PIL Building’s existing gross floor area (GFA) of 147,315 sq ft can be increased by slightly more than 71,000 sq ft before it reaches the allowable 218,447 sq ft – based on the 11.2 plot ratio stipulated for this commercial-zoned site under the Urban Redevelopment Authority’s Master Plan 2019
Back-of-the-envelope calculations by some property consultants suggest that a development charge/differential premium of about S$80 million would be payable to the state for the rights to tap the 71,000 sq ft unutilised GFA; this does not include the lease extension premium that would be payable if the authorities agree to top up the leases for the two smaller plots to 99 years.
Beyond that, some observers suggest that it may be possible for the building to qualify for a further 25 to 30 per cent GFA under the URA’s CBD Incentive Scheme unveiled last year.

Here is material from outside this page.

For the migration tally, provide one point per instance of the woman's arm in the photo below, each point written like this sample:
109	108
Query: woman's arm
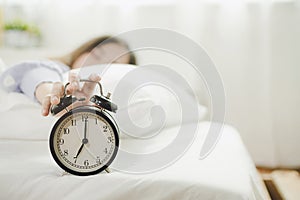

This is provided the URA waives the minimum plot size requirement of 2,000 sq m for a non-corner site in this part of the old CBD.
The scheme aims to spur owners of older, predominantly office buildings in some parts of the central business district to redevelop their properties into mixed-use projects. By promoting a wider diversity of uses – for example, having more residences and hotels – the scheme seeks to inject a live-in population into the CBD and liven up the district in the evenings and on weekends.
Assuming the property is sold, the PIL group of companies, which occupies some space in the Cecil Street building, is expected to lease back the space in the short term.
PIL Building is owned by PIL Realty, a fully-owned subsidiary of PIL Enterprises, which in turn is wholly-owned by PIL Holdings.
PIL Holdings is also the sole owner of the container shipping line PIL. In early-April 2018, PIL founding chairman, Teo Woon Tiong (alias Chang Yun Chung or YC Chang), stepped down from the company’s board – passing the baton to his son SS Teo. (Teo and Chang are the same surname in Chinese, Zhang).
PIL, which is the world’s 10th largest container shipping line, is in the process of being rescued by a consortium led by Temasek Holdings unit Heliconia Capital Management.
In May this year, PIL confirmed that it had entered into a six-month exclusivity agreement with Heliconia in relation to a potential investment.
Mr Teo recently stepped down as chairman of the Singapore Business Federation after serving the maximum of three terms totalling six years.